Alan, Bruce, Colin and David each began a game of poker with $7 made up solely of 20 cent pieces. At the end of the game, they each added up their coins. They found that Alan and David together had as many coins as Bruce and Colin together. Moreover, Alan had 2 coins more than Colin and David together, while Bruce and David together had 8 coins more than the other two together. What was each player's profit or loss from the game?

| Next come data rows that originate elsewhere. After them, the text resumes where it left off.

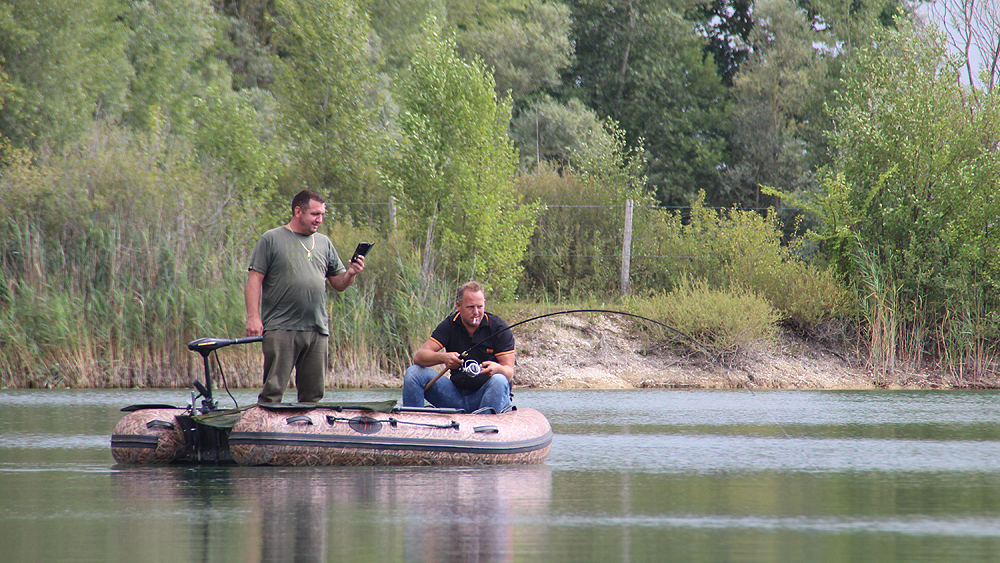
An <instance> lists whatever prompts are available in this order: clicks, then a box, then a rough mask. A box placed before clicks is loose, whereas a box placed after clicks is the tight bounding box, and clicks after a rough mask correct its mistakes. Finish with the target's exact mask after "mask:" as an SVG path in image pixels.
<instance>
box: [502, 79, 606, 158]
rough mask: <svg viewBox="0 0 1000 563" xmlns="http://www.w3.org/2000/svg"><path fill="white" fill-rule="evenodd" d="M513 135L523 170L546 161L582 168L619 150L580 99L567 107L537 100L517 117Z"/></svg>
mask: <svg viewBox="0 0 1000 563" xmlns="http://www.w3.org/2000/svg"><path fill="white" fill-rule="evenodd" d="M510 134H511V139H512V140H513V142H514V146H515V147H517V149H518V154H520V155H521V163H520V168H521V169H522V170H530V169H532V168H534V167H535V166H537V165H540V164H542V163H543V162H551V163H554V164H556V165H558V166H560V167H563V166H571V167H581V166H582V164H583V162H584V161H587V160H593V159H595V158H598V156H597V155H599V154H612V153H613V152H614V151H615V150H617V149H618V147H617V146H615V138H614V136H612V134H610V133H609V132H608V130H607V129H605V127H604V124H603V123H601V120H600V119H599V118H598V117H597V114H595V113H594V111H593V110H591V109H590V108H587V107H586V106H584V105H583V103H581V102H580V101H579V100H577V99H571V100H569V101H568V102H566V103H565V104H563V103H560V102H557V101H556V100H553V99H552V98H550V97H548V96H543V97H541V98H539V99H537V100H536V101H534V102H532V103H531V104H530V105H529V106H528V107H527V108H525V109H524V110H523V111H521V113H520V114H519V115H518V116H517V117H516V118H514V120H513V121H512V122H511V126H510Z"/></svg>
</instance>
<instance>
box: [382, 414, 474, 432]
mask: <svg viewBox="0 0 1000 563" xmlns="http://www.w3.org/2000/svg"><path fill="white" fill-rule="evenodd" d="M389 424H390V425H391V426H396V425H398V424H409V425H410V426H426V427H428V428H454V429H455V430H458V421H457V420H451V421H448V422H444V423H441V424H437V423H434V422H415V421H412V420H399V419H398V418H393V417H391V416H390V417H389Z"/></svg>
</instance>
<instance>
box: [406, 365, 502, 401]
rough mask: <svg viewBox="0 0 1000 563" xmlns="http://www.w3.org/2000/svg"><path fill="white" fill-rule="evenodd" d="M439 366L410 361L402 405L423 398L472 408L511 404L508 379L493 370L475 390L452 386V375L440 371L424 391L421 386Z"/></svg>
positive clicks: (434, 400) (422, 385) (406, 369)
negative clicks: (412, 364) (434, 365)
mask: <svg viewBox="0 0 1000 563" xmlns="http://www.w3.org/2000/svg"><path fill="white" fill-rule="evenodd" d="M438 373H439V370H437V369H434V368H425V367H423V366H418V365H412V366H410V367H408V368H406V373H405V374H404V375H403V406H404V407H422V406H424V400H427V402H429V403H430V404H432V405H434V406H435V407H438V408H452V409H463V410H465V412H473V411H476V410H479V409H481V408H483V407H493V408H494V409H496V411H497V412H503V410H504V409H505V408H507V407H508V406H510V382H509V381H507V377H506V376H505V375H503V374H499V373H495V374H493V376H492V377H490V379H489V381H487V382H486V384H485V385H483V386H482V387H480V388H479V389H477V390H475V391H467V390H465V389H459V388H458V387H455V384H454V383H452V382H451V378H449V377H448V376H447V375H442V376H441V377H440V378H438V380H437V381H435V382H434V385H432V386H431V388H430V389H428V390H427V392H426V393H425V392H424V386H426V385H427V382H429V381H430V380H432V379H434V377H435V376H436V375H437V374H438Z"/></svg>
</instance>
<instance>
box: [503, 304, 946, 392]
mask: <svg viewBox="0 0 1000 563" xmlns="http://www.w3.org/2000/svg"><path fill="white" fill-rule="evenodd" d="M633 331H634V328H633V325H631V324H630V323H629V322H628V320H619V319H616V318H613V317H608V316H597V315H579V316H560V317H558V318H552V319H544V320H541V321H538V322H535V323H531V324H530V325H522V327H518V330H517V331H516V332H517V334H516V338H517V374H516V375H515V377H514V385H515V386H520V387H535V388H566V389H570V388H573V389H632V388H645V387H669V388H699V389H726V388H737V387H744V386H746V387H749V388H757V389H760V388H771V389H872V388H877V387H895V388H912V389H930V388H942V387H952V386H953V385H951V384H950V383H949V381H948V380H949V378H948V377H947V376H946V375H945V374H941V373H899V372H897V373H894V374H891V375H890V376H881V377H877V376H876V375H875V374H873V373H872V372H871V371H870V370H867V369H865V368H864V367H863V365H862V362H860V361H858V360H857V359H856V358H852V355H853V354H854V352H853V351H849V352H848V351H844V350H838V349H834V348H832V347H829V346H824V345H821V344H817V343H815V342H810V341H807V340H804V339H801V338H797V337H794V336H789V335H785V336H782V338H781V339H780V341H779V342H778V345H777V346H776V347H775V349H773V350H769V351H763V352H760V353H758V354H755V355H754V356H753V357H747V358H741V359H739V361H737V362H733V363H734V365H731V366H727V365H721V364H720V363H719V362H716V361H711V360H708V359H706V358H704V357H698V356H697V355H691V356H683V355H679V354H677V353H676V352H674V351H672V350H670V349H669V347H666V346H660V347H655V348H653V347H650V345H649V344H648V343H647V342H645V340H644V339H643V338H641V337H640V336H638V335H635V334H633Z"/></svg>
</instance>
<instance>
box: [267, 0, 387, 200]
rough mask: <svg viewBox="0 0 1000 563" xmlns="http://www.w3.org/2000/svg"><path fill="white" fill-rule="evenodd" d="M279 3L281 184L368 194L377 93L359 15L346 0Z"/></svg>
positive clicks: (275, 38) (291, 1)
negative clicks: (285, 176) (280, 60)
mask: <svg viewBox="0 0 1000 563" xmlns="http://www.w3.org/2000/svg"><path fill="white" fill-rule="evenodd" d="M279 8H280V10H281V13H282V22H281V25H280V26H278V28H277V29H276V30H275V34H274V41H275V43H276V46H277V49H278V52H279V54H280V55H281V71H280V73H279V76H278V79H277V81H276V82H275V85H274V90H275V93H276V97H277V99H278V103H279V105H280V108H281V113H282V117H281V121H282V124H283V134H284V137H285V140H286V142H287V143H288V145H289V147H290V151H291V153H292V155H293V159H294V160H293V162H292V167H291V168H290V170H289V177H288V178H286V180H285V181H286V183H287V185H288V187H289V191H297V190H298V189H301V188H312V189H316V190H319V191H320V192H323V193H326V194H327V195H328V196H330V197H333V198H335V199H341V198H344V199H346V200H347V201H352V200H354V199H355V198H359V197H360V198H365V199H367V198H371V197H373V193H372V191H371V190H372V189H373V186H374V170H373V167H372V163H374V162H375V160H376V154H377V153H376V150H377V149H378V148H379V147H380V145H381V143H382V142H383V141H382V139H381V137H380V134H379V127H378V126H377V124H378V123H379V120H378V110H379V107H380V106H381V104H382V103H383V100H382V99H380V90H379V88H378V80H377V76H376V73H375V71H376V64H377V62H378V61H377V60H375V58H374V57H373V53H372V51H371V49H370V44H369V39H370V38H371V29H370V26H369V25H368V19H367V16H366V14H365V13H364V12H362V11H360V10H359V9H358V6H357V5H355V4H354V3H353V2H351V1H350V0H317V1H306V0H281V1H280V2H279Z"/></svg>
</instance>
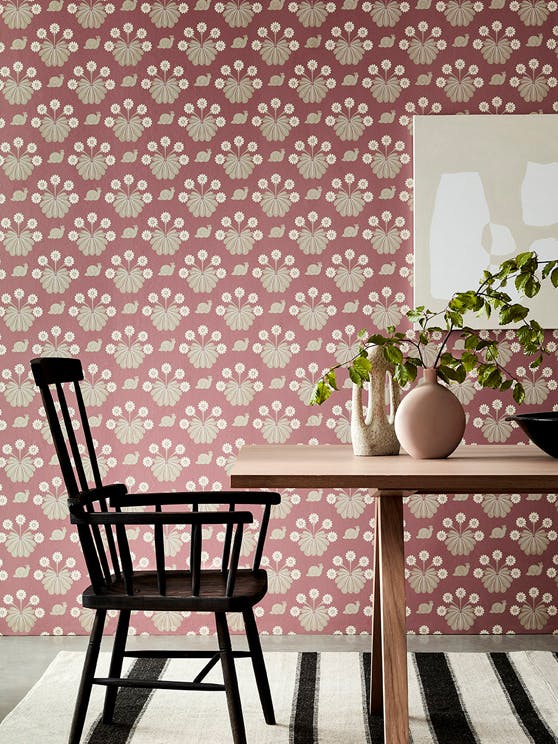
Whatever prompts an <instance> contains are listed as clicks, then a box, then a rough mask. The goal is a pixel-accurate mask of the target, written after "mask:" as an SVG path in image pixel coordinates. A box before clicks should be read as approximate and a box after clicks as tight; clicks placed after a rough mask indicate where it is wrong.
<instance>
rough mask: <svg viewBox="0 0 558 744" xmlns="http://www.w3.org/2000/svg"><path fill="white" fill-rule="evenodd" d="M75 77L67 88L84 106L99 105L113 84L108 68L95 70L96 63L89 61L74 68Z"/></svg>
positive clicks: (109, 71) (74, 74)
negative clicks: (77, 97)
mask: <svg viewBox="0 0 558 744" xmlns="http://www.w3.org/2000/svg"><path fill="white" fill-rule="evenodd" d="M74 75H75V77H74V78H72V79H70V80H69V82H68V88H69V89H70V90H73V91H75V93H76V95H77V97H78V98H79V100H80V101H81V102H82V103H84V104H90V105H92V104H99V103H101V101H102V100H104V98H105V96H106V94H107V93H108V91H109V90H113V89H114V86H115V83H114V80H112V79H111V77H110V68H109V67H107V66H106V65H103V66H102V67H99V68H98V69H97V63H96V62H94V61H92V60H91V61H89V62H87V64H86V65H85V67H82V66H81V65H77V66H76V67H74Z"/></svg>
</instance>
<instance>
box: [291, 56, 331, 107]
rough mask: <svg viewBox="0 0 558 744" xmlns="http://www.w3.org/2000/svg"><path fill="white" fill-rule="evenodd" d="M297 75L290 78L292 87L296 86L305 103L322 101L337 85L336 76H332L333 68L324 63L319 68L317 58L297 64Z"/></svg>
mask: <svg viewBox="0 0 558 744" xmlns="http://www.w3.org/2000/svg"><path fill="white" fill-rule="evenodd" d="M294 71H295V75H296V76H297V77H294V78H291V79H290V80H289V85H290V87H292V88H294V89H295V90H296V92H297V93H298V95H299V97H300V98H301V100H302V101H304V103H311V104H314V103H321V101H323V99H324V98H325V97H326V95H327V94H328V92H329V91H330V90H332V89H333V88H334V87H335V84H336V83H335V78H333V77H332V76H331V68H330V67H329V66H328V65H322V66H321V67H320V68H319V69H318V63H317V62H316V60H314V59H311V60H309V61H308V63H307V65H306V69H305V68H304V67H303V65H296V66H295V69H294Z"/></svg>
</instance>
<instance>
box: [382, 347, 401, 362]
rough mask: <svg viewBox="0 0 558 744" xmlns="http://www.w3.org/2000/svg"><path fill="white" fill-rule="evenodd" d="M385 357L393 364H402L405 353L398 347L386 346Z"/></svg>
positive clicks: (384, 347) (385, 357) (386, 358)
mask: <svg viewBox="0 0 558 744" xmlns="http://www.w3.org/2000/svg"><path fill="white" fill-rule="evenodd" d="M384 356H385V358H386V359H387V360H388V362H391V363H392V364H401V362H402V361H403V353H402V351H401V349H400V348H399V347H398V346H384Z"/></svg>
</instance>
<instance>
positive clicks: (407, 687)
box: [376, 491, 409, 744]
mask: <svg viewBox="0 0 558 744" xmlns="http://www.w3.org/2000/svg"><path fill="white" fill-rule="evenodd" d="M403 495H404V494H403V493H402V492H394V491H388V492H381V491H380V492H379V493H378V497H377V498H378V507H379V508H378V512H379V520H378V522H379V524H378V525H377V526H376V529H377V535H378V537H379V554H380V565H379V573H380V604H381V610H382V619H381V630H382V667H383V682H384V685H383V687H384V690H383V692H384V695H383V697H384V741H385V742H386V743H387V742H389V744H408V741H409V702H408V686H407V637H406V622H405V564H404V545H403V498H402V497H403Z"/></svg>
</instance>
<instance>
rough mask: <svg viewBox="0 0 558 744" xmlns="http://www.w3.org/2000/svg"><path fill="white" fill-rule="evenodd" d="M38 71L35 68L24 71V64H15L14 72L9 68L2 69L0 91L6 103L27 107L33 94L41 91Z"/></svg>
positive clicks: (33, 67)
mask: <svg viewBox="0 0 558 744" xmlns="http://www.w3.org/2000/svg"><path fill="white" fill-rule="evenodd" d="M36 75H37V71H36V69H35V68H34V67H28V68H27V70H24V69H23V64H22V63H21V62H19V61H17V62H14V64H13V66H12V70H11V71H10V69H9V68H8V67H2V68H1V69H0V77H2V78H4V80H2V81H0V90H1V91H2V95H3V96H4V98H5V99H6V101H7V102H8V103H9V104H10V105H11V106H25V105H26V104H28V103H29V101H30V100H31V98H32V97H33V94H34V93H35V92H36V91H38V90H40V89H41V87H42V83H41V81H40V80H38V79H37V78H36Z"/></svg>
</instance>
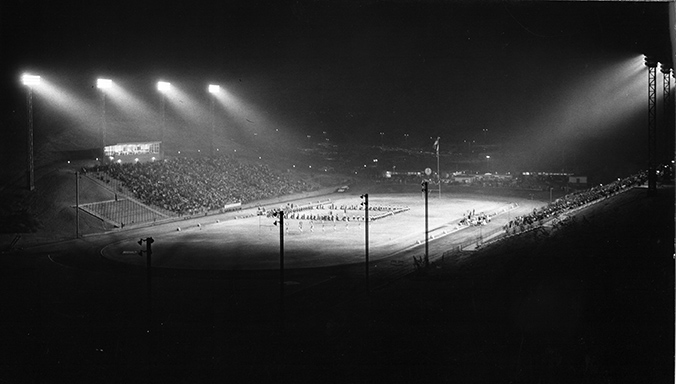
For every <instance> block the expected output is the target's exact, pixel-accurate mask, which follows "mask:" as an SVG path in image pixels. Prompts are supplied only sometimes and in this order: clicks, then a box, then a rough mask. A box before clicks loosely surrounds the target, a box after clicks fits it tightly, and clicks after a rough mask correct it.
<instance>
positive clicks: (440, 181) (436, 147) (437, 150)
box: [434, 137, 441, 198]
mask: <svg viewBox="0 0 676 384" xmlns="http://www.w3.org/2000/svg"><path fill="white" fill-rule="evenodd" d="M440 140H441V137H437V140H436V141H435V142H434V149H435V150H436V151H437V182H438V183H439V198H441V170H440V169H439V145H440V143H439V141H440Z"/></svg>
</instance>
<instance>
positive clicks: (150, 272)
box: [137, 237, 155, 378]
mask: <svg viewBox="0 0 676 384" xmlns="http://www.w3.org/2000/svg"><path fill="white" fill-rule="evenodd" d="M144 242H145V243H146V250H145V251H144V250H139V251H138V254H139V255H140V256H143V253H144V252H145V254H146V334H147V336H148V339H147V341H148V355H147V359H148V377H149V378H150V377H152V374H153V368H152V359H153V348H152V347H153V334H154V332H153V291H152V287H153V285H152V265H151V259H152V257H151V256H152V254H153V250H152V247H151V245H152V244H153V243H154V242H155V240H153V238H152V237H148V238H145V239H139V241H138V242H137V243H138V245H140V246H143V243H144Z"/></svg>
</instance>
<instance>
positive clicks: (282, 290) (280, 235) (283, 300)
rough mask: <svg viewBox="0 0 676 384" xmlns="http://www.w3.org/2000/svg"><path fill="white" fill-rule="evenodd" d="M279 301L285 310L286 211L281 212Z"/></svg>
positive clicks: (279, 230) (280, 218)
mask: <svg viewBox="0 0 676 384" xmlns="http://www.w3.org/2000/svg"><path fill="white" fill-rule="evenodd" d="M279 299H280V303H281V304H282V310H283V308H284V211H279Z"/></svg>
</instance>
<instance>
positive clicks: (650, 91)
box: [645, 56, 657, 194]
mask: <svg viewBox="0 0 676 384" xmlns="http://www.w3.org/2000/svg"><path fill="white" fill-rule="evenodd" d="M645 65H646V67H648V194H653V193H654V192H655V190H656V189H657V178H656V175H655V150H656V146H657V140H656V137H655V135H656V131H657V116H656V109H657V108H656V81H655V80H656V79H655V69H656V68H657V61H656V60H655V58H654V57H652V56H646V57H645Z"/></svg>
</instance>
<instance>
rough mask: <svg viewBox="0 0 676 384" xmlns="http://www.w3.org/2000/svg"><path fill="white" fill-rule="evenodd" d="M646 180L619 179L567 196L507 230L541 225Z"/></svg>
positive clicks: (514, 218)
mask: <svg viewBox="0 0 676 384" xmlns="http://www.w3.org/2000/svg"><path fill="white" fill-rule="evenodd" d="M646 180H648V175H647V173H645V172H644V173H640V174H636V175H632V176H629V177H627V178H624V179H617V180H615V181H613V182H612V183H610V184H606V185H599V186H597V187H593V188H591V189H587V190H584V191H579V192H574V193H570V194H567V195H565V196H563V197H561V198H558V199H556V200H555V201H553V202H551V203H549V204H548V205H546V206H544V207H542V208H540V209H533V212H531V213H529V214H527V215H523V216H518V217H515V218H514V219H513V220H511V221H510V222H509V223H507V224H506V225H505V230H506V231H509V230H510V229H512V228H523V227H525V226H529V225H532V224H535V223H540V222H542V221H543V220H545V219H547V218H549V217H553V216H558V215H560V214H563V213H565V212H568V211H570V210H571V209H574V208H577V207H580V206H582V205H585V204H587V203H591V202H592V201H596V200H599V199H602V198H605V197H608V196H610V195H612V194H615V193H617V192H620V191H621V190H623V189H626V188H630V187H632V186H636V185H641V184H643V183H645V182H646Z"/></svg>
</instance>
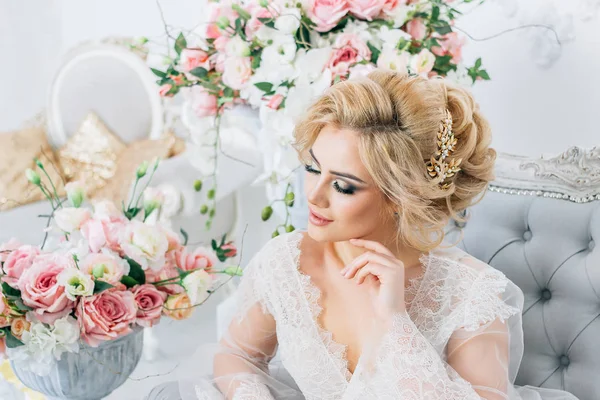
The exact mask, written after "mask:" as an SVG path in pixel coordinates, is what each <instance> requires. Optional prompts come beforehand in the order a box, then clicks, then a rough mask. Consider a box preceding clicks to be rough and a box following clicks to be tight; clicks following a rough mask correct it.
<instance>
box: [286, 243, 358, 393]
mask: <svg viewBox="0 0 600 400" xmlns="http://www.w3.org/2000/svg"><path fill="white" fill-rule="evenodd" d="M303 237H304V236H303V234H302V232H294V235H293V236H290V240H289V243H290V248H291V250H292V253H291V254H292V257H293V261H294V265H295V268H296V271H297V272H298V275H299V277H300V285H301V287H302V290H303V292H304V296H305V298H306V301H307V303H308V306H309V309H310V312H311V314H312V317H313V322H314V323H313V325H314V326H315V327H316V329H317V332H318V334H319V336H320V338H321V340H322V342H323V345H324V346H325V349H326V350H327V353H328V354H329V357H330V359H331V361H332V362H333V363H334V365H335V367H336V370H338V371H339V372H340V374H341V375H342V376H343V377H344V379H345V380H346V382H350V379H351V378H352V373H351V372H350V370H349V369H348V359H347V352H348V346H346V345H344V344H341V343H338V342H336V341H335V340H334V339H333V332H331V331H328V330H327V329H325V328H323V327H322V326H321V324H319V317H320V315H321V313H322V312H323V307H321V305H320V304H319V302H320V300H321V290H320V289H319V288H318V287H317V286H316V285H315V284H313V282H312V280H311V277H310V275H307V274H305V273H304V272H302V271H301V270H300V255H301V253H302V251H301V250H300V245H301V243H302V239H303Z"/></svg>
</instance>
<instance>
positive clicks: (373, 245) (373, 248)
mask: <svg viewBox="0 0 600 400" xmlns="http://www.w3.org/2000/svg"><path fill="white" fill-rule="evenodd" d="M350 243H352V244H353V245H355V246H358V247H364V248H365V249H369V250H372V251H375V252H377V253H381V254H385V255H386V256H388V257H393V258H395V257H396V256H394V253H392V252H391V251H390V249H388V248H387V247H385V246H384V245H382V244H381V243H379V242H375V241H374V240H365V239H350Z"/></svg>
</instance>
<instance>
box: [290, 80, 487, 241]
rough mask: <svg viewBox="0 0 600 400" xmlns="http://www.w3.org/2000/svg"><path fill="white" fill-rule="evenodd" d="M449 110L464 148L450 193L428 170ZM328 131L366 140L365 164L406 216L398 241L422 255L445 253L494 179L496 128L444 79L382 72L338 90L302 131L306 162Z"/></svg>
mask: <svg viewBox="0 0 600 400" xmlns="http://www.w3.org/2000/svg"><path fill="white" fill-rule="evenodd" d="M446 110H449V111H450V113H451V114H452V120H453V131H454V135H455V137H456V138H457V140H458V142H457V145H456V149H455V150H454V153H453V154H452V156H451V157H449V159H451V158H462V160H463V161H462V164H461V168H462V169H461V171H459V172H458V173H457V174H456V175H455V176H454V177H453V178H448V179H447V181H450V182H451V185H450V186H449V188H448V189H446V190H444V189H442V188H441V187H440V186H439V185H438V183H439V179H438V180H435V179H432V178H431V177H430V176H429V175H428V173H427V167H426V163H427V161H428V160H429V159H430V158H431V156H432V155H434V153H435V152H436V150H437V134H438V132H439V131H440V124H441V122H442V120H443V119H444V118H445V112H446ZM326 125H332V126H335V127H337V128H339V129H349V130H352V131H354V132H357V133H358V135H359V151H360V157H361V160H362V162H363V163H364V165H365V166H366V168H367V170H368V171H369V173H370V174H371V176H372V178H373V180H374V182H375V184H376V185H377V187H378V188H379V189H380V190H381V191H382V192H383V194H384V195H385V196H386V198H387V199H388V200H389V202H390V205H391V207H392V208H393V210H394V211H396V212H397V213H398V215H397V221H398V237H397V238H398V240H401V241H402V242H404V243H406V244H408V245H410V246H412V247H414V248H417V249H420V250H421V251H429V250H432V249H433V248H435V247H437V246H439V245H440V244H441V243H442V241H443V240H444V228H445V226H446V225H447V224H448V221H449V219H450V218H454V219H456V220H458V221H464V218H462V217H461V215H460V213H461V212H462V211H464V210H465V209H466V208H467V207H469V206H471V205H473V204H475V203H477V202H478V201H480V200H481V198H483V195H484V194H485V191H486V189H487V185H488V182H489V181H491V180H492V179H494V172H493V169H494V161H495V159H496V151H495V150H494V149H492V148H490V147H489V146H490V143H491V131H490V127H489V124H488V122H487V121H486V119H485V118H484V117H483V116H482V115H481V113H480V111H479V107H478V105H477V104H476V103H475V101H474V99H473V96H472V95H471V93H470V92H469V91H467V90H466V89H464V88H461V87H459V86H456V85H453V84H451V83H449V82H447V81H445V80H443V79H425V78H421V77H418V76H407V75H403V74H397V73H393V72H384V71H374V72H372V73H370V74H369V75H368V76H367V77H365V78H362V79H356V80H349V81H344V82H341V83H338V84H336V85H333V86H332V87H330V88H329V89H328V90H327V91H326V92H325V94H324V95H323V96H321V97H320V98H319V99H318V100H317V101H316V102H315V103H314V104H313V105H312V106H311V107H310V108H309V109H308V110H307V112H306V113H305V115H304V116H303V118H302V120H301V121H300V122H299V123H298V124H297V125H296V128H295V132H294V136H295V139H296V142H295V147H296V149H297V150H298V152H299V154H300V157H301V158H304V157H306V153H307V151H308V150H309V149H310V147H311V146H312V145H313V143H314V141H315V140H316V138H317V136H318V134H319V132H320V131H321V129H323V127H325V126H326ZM480 195H481V196H480ZM478 196H480V197H479V199H477V197H478ZM383 212H384V215H386V216H389V217H392V215H393V214H392V213H391V212H390V210H385V211H383Z"/></svg>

Thanks for help.
Let Alan =A, Bruce=B, Colin=C, David =D
Because each player began with $7 in the form of 35 coins, the first clue can be expressed as:
1 - A+B+C+D=140. The remaining clues can be expressed similarly:
2- A+D=B+C
3- A=C+D+2
4- B+D=A+C+8
From 3 above we get =C+D=A-2, which when substituted into 1 yields:
5- 2A + B=142, From 2 above we get: D=B+C-A, which when substituted into 4 above, yields:
6- 2B-2A=8, solving 5 and 6 above together yields:A=46, B=50.
Substituting A into 3 above yields:
7 - C+D =44, and substituting A and B into 4 above yields:
8 -D - C =4, solving 7 and 8 together we get:
C=20 and D=24
Expressed in dollars, we get:
A=$9.20, B=$10, C=$4 and D=$4.80 as the money each player had left after the game.
P.S. Somebody should check my "Algebra!."
+129840 The had a total of $28/.20 = 140 coins...so...
A + B + C + D = 140 ( 1)
A + D = B + C → A + D - B - C = 0 (2)
A - C - D = 2 → A - 2 = C + D (3)
B + D - 8 = A + C (4)
Add (1) and (2) → 2A + 2D = 140 → A + D = 70 → D = 70 - A (5)
Put (5) into (3) → A - 2 = C + ( 70 - A) → 2A - 72 = C (6)
Put (5) and (6) into (4)
B + [70 - A] - 8 = A + [2A - 72] → B = 4A - 134
So we have
A + B + C + D = 140
A + [4A - 134] + [2A - 72] + [70 - A] = 140
6A = 276 → A = 46 → $9.20 = $2.20 profit
D = 70 - 46 = 24 → $4.80 = $2.20 loss
C = 2(46) - 72 = 20 → $4.00 → $3.00 loss
B = 4(46) - 134 = 50 → $10.00 → $3.00 profit
Notice that this is a "zero sum" game with regard to profit and losses...just as we would expect !!!!